Jumat, 21 Oktober 2011 - 0 komentar

perjamuan rasa


tuan, inikah jamuan terakhir sebelum dinyanyikan kidung-kidung surga di penghujung senja. sepanjang syair yang terdengar seperti kecemasan akan kehilangan.

duh, tak ada gerimis senja ini, cuma jingga yang memuai. ah, kemana diberangkatkan rindu ini? aku bertanya..

cemas di pucuk senja selalu mungkin tergurat. barangkali gundah dalam jingga yang mengundang sendu. tapi senja hanya sebentar. biar saja jingga lebur dalam samudera, bersama merah mentari yang menyaga. hingga sempurna malam menggenapi bait syairmu.

puan, kini dengar jawabku
: selalu ada ruang untukmu di pelataran bumi, bila rindu menuju.

Jumat, 21 Oktober 2011 - 0 komentar

semesta kita: satu


mari sini, engkau yang kunamai kekasih. gubahkan aku puisi tentang syair-syair biru. tentang rinduku yang merenda warna bunga dari suntingan sayap kupu-kupu. guratkan rasamu di dinding kenang, biar kujamu seluruh bait-bait mu di atas altar pemujaan.

sudah kugubah senja menjadi puisi. bait-bait rindu lelaki sepi. apatah lagi yang kau cari duhai bidadari yang gelisah di atas batu?

apakah bait tentang indah bunga di taman? bahkan kaulah bunga itu. barangkali tentang sinar bulan saat ia purnama? bahkan kubangunkan kota di atasnya. lupakah?
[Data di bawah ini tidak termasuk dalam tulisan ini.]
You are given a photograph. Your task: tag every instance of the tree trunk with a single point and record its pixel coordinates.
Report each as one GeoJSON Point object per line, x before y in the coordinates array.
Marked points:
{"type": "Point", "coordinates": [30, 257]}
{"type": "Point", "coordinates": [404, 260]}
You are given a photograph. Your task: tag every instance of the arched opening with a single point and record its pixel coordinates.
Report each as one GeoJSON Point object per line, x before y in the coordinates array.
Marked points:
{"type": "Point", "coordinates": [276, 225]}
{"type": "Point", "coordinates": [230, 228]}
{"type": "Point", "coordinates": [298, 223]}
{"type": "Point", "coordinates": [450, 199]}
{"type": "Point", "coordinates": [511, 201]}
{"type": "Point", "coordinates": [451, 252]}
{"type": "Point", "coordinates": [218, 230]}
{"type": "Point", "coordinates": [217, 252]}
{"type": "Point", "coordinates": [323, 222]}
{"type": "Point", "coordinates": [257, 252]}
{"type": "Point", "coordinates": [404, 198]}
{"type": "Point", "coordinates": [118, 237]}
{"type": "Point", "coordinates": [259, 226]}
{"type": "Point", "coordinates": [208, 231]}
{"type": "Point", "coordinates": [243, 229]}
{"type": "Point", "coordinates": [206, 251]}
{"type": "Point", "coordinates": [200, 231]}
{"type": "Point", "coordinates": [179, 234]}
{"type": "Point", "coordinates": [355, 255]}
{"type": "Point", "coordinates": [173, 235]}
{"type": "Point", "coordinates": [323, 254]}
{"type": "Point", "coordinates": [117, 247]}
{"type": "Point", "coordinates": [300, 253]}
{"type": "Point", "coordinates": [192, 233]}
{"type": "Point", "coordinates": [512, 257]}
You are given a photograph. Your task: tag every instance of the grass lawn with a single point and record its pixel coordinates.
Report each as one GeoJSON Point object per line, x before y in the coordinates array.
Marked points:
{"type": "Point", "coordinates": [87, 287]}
Atilan, kota kita di bulan. tempat bintang berpendar merah. atau bait-bait hujan kah? aih, wajahmu telah pula kulukis dengan senyum awan. tempat hujan diberkati dalam do'a para dewa.

kau tahu, bahkan sesayap biru kupu-kupu tetap mengepak di bawah rinaimu yang belati itu. walau akhirnya koyak dan tercabik sayapnya. mengonggok bersama debu di sudut siang yang jalang. sayap-sayap biru bertahap menjadi hitam.

kupu-kupu itu kini menjelma kepompong, pada biru resahnya gundah saat kau melupa. tapi ia selalu kembali, untukmu.

: lalu recik rinaimu untukku, masihkah membiru?

Kamis, 20 Oktober 2011 - 0 komentar

semesta pagi


apa yang ingin disampaikan hujan kepada bumi. ketika pagi menulis puisi di ranting pilu. membawa basah di dahan haru. menjadi cerita yang tak pernah usai, enggan menemu titik. seperti rindu, sebagai rindu. pada setiap jejak sebutanmu.

padahal rindu telah mengendap begitu lama, telah fasih mengeja nama kita, seperti duka yang penuh warna ketika tiba-tiba kau memejam dan mengubah rindu jadi sebuah perangkap. sepertinya aku ingat tanganmu menjalarkan hangat dalam setiap genggaman ketika diam-diam kau mengukir sajak
: huruf demi huruf di atas telapak tanganku.

yang tergetar, tak terbiar. adalah musim yang mengikuti rengkuh fajar. adalah basah penghujan, adalah sekarat rindu-rindu dalam sakral doa-doa . menderas mantra detak keheningan waktu, dalam kediaman yang kita maafkan.